There’s a memorable scene in the film The Big Short involving the lightly fictionalized hedge fund manager Mark Baum. Baum is listening in horror as some real estate bros describe all the shady practices that have fueled the housing bubble in Florida. Halfway through the conversation, he brings his team aside and demands to know why the crooks would give up their secrets so easily.

“They’re not confessing,” his colleagues explain to him. “They’re bragging.”

A few weeks before the presidential election, the New York Times published an article about the influence of big donors over the Kamala Harris campaign based on not-so-humble bragging from the heights of corporate America. Now it reads much more like a confession. While Harris refused to distance herself from Joe Biden over the carnage in Gaza, she had no problem signaling her intention to scrap parts of his economic agenda that benefited working-class Americans but went down badly with the very rich.

The Times described “a steady stream of meetings and calls in which corporate executives and donors offer their thoughts on tax policy, financial regulation and other issues,” which had resulted in “a Democratic campaign that is far more open to corporate input than the one President Biden had led for much of the election cycle.”

According to one business executive, the Harris campaign was “definitely giving large corporations a seat at the table and giving them a voice,” in a way that marked “a significant difference from the Biden administration.”

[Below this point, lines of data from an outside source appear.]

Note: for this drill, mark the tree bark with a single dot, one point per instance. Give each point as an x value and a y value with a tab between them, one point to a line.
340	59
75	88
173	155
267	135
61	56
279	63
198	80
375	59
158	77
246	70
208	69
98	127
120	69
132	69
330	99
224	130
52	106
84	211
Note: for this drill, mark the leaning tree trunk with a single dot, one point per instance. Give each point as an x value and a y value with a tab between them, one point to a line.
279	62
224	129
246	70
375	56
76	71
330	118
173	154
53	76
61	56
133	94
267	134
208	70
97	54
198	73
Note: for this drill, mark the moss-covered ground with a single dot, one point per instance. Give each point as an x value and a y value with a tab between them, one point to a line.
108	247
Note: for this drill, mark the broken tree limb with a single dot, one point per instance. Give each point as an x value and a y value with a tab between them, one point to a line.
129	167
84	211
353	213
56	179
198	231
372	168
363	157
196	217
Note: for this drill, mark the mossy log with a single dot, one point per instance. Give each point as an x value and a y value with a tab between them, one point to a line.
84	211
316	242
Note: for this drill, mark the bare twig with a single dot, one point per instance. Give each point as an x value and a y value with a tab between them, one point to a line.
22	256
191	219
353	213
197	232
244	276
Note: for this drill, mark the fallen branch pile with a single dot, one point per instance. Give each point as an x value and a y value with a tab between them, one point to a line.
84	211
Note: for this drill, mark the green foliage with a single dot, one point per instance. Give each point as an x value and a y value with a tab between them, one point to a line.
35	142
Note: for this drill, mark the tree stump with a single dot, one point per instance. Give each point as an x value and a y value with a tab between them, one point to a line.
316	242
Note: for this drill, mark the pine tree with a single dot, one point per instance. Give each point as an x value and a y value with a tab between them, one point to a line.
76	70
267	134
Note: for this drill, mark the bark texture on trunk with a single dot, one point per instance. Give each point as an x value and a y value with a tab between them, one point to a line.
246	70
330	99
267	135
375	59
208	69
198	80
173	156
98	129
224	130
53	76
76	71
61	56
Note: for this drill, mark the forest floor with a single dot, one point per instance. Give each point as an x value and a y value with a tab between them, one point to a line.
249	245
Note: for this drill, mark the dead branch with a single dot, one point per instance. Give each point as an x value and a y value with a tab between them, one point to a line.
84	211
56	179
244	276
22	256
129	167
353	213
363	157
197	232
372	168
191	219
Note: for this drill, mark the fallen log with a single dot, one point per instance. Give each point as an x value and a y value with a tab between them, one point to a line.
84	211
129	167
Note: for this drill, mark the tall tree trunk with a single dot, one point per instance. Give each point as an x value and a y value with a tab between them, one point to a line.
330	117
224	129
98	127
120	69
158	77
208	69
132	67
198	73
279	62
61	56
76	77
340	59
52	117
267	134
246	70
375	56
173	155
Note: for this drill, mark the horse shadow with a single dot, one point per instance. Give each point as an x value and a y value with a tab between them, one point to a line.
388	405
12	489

The donors weighed in behind the scenes when Harris promised to ban “price gouging” for groceries and secured an immediate rollback on the pledge: “In the days after, Ms. Harris’s team clarified that the plan would apply only during emergencies and would mirror laws already in place in many states — a narrower concept that would not immediately address rising grocery prices.” Harris might have been left with little to say about one of the most pressing economic problems in the United States, but at least her corporate backers were happy.

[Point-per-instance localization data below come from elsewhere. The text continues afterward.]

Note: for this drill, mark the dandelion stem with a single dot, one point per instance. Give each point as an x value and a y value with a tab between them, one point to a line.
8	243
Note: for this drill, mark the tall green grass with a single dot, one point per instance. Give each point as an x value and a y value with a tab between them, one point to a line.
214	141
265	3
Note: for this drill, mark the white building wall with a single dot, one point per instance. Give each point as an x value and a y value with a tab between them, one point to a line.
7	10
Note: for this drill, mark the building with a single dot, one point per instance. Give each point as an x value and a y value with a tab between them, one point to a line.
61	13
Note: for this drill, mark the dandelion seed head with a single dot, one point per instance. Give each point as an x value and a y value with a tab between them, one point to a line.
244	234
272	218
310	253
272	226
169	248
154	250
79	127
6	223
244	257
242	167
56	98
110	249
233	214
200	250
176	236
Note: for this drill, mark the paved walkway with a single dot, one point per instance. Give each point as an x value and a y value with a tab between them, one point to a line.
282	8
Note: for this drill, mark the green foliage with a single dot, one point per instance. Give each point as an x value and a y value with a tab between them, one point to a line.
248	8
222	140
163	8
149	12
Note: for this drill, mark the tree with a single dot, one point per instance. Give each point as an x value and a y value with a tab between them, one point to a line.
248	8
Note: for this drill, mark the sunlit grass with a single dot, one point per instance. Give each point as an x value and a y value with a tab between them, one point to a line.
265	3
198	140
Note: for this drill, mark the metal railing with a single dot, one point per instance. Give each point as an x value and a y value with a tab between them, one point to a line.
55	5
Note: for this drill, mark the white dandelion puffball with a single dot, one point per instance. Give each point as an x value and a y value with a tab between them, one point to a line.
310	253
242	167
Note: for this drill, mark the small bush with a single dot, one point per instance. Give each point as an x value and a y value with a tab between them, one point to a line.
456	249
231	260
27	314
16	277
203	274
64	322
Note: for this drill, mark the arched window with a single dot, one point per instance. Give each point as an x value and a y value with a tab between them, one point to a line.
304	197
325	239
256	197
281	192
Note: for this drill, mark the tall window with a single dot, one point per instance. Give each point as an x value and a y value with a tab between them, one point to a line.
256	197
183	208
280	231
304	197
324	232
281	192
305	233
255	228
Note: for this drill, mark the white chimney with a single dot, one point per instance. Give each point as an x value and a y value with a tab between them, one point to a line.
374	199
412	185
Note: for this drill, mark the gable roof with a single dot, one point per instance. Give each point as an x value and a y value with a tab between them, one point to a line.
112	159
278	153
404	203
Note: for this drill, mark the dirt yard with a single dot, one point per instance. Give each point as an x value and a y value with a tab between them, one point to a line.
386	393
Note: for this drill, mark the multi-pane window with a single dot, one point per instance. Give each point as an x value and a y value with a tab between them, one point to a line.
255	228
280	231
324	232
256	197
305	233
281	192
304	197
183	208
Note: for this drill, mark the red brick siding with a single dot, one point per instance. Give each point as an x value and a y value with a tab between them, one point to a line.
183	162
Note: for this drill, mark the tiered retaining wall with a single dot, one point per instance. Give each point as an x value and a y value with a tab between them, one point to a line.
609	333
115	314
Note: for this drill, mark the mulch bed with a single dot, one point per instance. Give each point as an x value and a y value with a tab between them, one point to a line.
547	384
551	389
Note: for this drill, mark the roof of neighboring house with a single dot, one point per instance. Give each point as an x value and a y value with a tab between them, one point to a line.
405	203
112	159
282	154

Back in 2019, Joe Biden famously told an audience of rich donors in New York that they shouldn’t worry about minor reforms that would leave their wealth and power fully intact:

You all know in your gut what has to be done. We can disagree in the margins, but the truth of the matter is it’s all within our wheelhouse and nobody has to be punished. No one’s standard of living will change, nothing would fundamentally change.

According to the Times, Biden greatly overestimated the willingness of America’s corporate oligarchy to recognize, in their gut or anywhere else, the need for some modest rebalancing:

Many corporate executives have had deep concerns about the Biden administration’s economic policies. Mr. Biden embraced significant tax increases on the rich and appointed ambitious regulators like Lina Khan, the Federal Trade Commission chair, who has made investors feel that deal-making on Wall Street has become increasingly unpredictable by taking a more aggressive approach to challenging mergers. But the extent of the outreach from Ms. Harris’s team has left many on Wall Street viewing her as a more moderate economic leader than Mr. Biden.

As well as making “remarks that indicate a less zealous approach to antitrust enforcement,” which went down very well on Wall Street and in Silicon Valley, Harris explicitly rejected Biden’s plan to raise the capital gains tax to 39.6 percent. Billionaire Mark Cuban boasted that he had inundated the Harris campaign with “a never-ending stream of texts and calls and emails,” urging them to support various economic policies that would benefit his class: “The list is endless, and in all those areas I’ve seen something pop into her speech at some level.”

According to Cuban, the (very limited) shift to the left in the Democratic Party under the impact of the two Bernie Sanders campaigns would soon be a fading memory with Harris in charge:

She says she’s open to inputs from independents and Republicans, she means it. She truly is open minded. I’ve put some wild things in her direction that they don’t laugh at. People are trying to say, “Here are the progressive and liberal principles that have always been the principles of the Democratic Party.” Those are gone. It’s Kamala Harris’s party now.

At the time when he made this boast, Cuban presumably expected to have his feet well under the table of the next administration. When the results started coming in, Cuban swiftly congratulated Trump on his victory — “you won fair and square” — and offered congratulations to Elon Musk too.

He could afford to be magnanimous. No matter what happens over the next four years, Cuban and the other members of the billionaire class will be fine, regardless of what candidate they supported this time around. They were fine under Biden, they would have been fine under Harris, and they will certainly not suffer any real damage under Trump’s presidency, even if they find him personally distasteful.

The role they played in steering the Harris campaign onto the rocks, however, is one that everyone without the protective insulation of wealth should remember during the second Trump term.